Was keiner sieht · Kapitel 24

Was sie ihn fragte

Sie schrie nicht.

Das war das Erste, was Daan auffiel, als sie über die Koppel kamen: Liv schrie nicht, sie weinte nicht, sie rief nicht um Hilfe. Sie kniete im nassen Gras, hatte beide Arme um den Hals des Pferdes gelegt und redete leise auf es ein, in einem gleichmässigen, ruhigen Singsang, wie man mit einem Kind redet, das nicht einschlafen kann.

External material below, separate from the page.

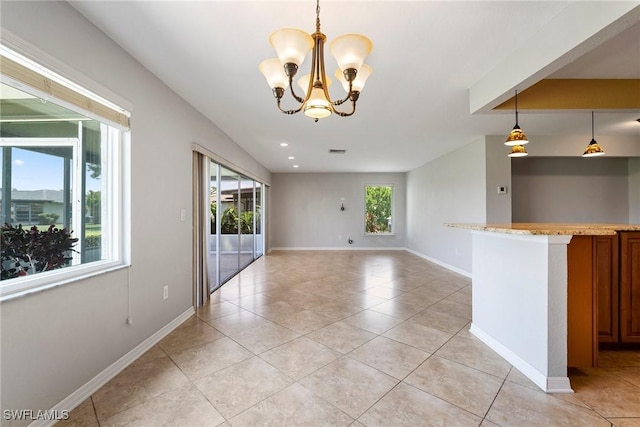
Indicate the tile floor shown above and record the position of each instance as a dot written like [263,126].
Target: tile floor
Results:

Sie war schon eine ganze Weile hier.

Das Pferd hatte die Beine unter sich gefaltet. Es hielt den Kopf noch oben, aber es hielt ihn mit Mühe, und sein Licht war nicht mehr blau. Es war die Farbe von Wasser unter Eis.

Und es sah nach Norden.

„Liv“, sagte Richard.

„Es ist gestürzt“, sagte sie, ohne aufzusehen. „Es ist nur gestürzt. Der Boden ist nass. Es steht gleich wieder auf.“

Daan ging in die Knie, zwei Schritte von ihr entfernt.

„Liv. Sieh mich an.“

„Es steht gleich wieder auf.“

„Ich habe dich angelogen.“

Die Hand in der Mähne hielt inne.

Und dann sagte er es. Alles. Er sagte es so, wie er es Richard gesagt hatte, ohne Polster, ohne Umweg — dass er im Hof hingesehen hatte, dass er den Kopf hatte hochgehen sehen, zwei Herzschläge nach Norden, und dass er gewusst hatte, was es bedeutet, und dass er trotzdem gesagt hatte: Ihm fehlt nichts.

Er sagte ihr vom schwarzen Teich und von der dunklen Welt darunter. Von den sechs Lichtern, die heimwärts zogen. Von dem Ruf, der nicht böse war, sondern einsam.

Er sagte ihr, dass sie ihr Pferd retten könne. Und was es koste.

Liv hörte zu, ohne sich zu rühren, das Gesicht an der Mähne.

Als er fertig war, war es sehr still auf der Koppel.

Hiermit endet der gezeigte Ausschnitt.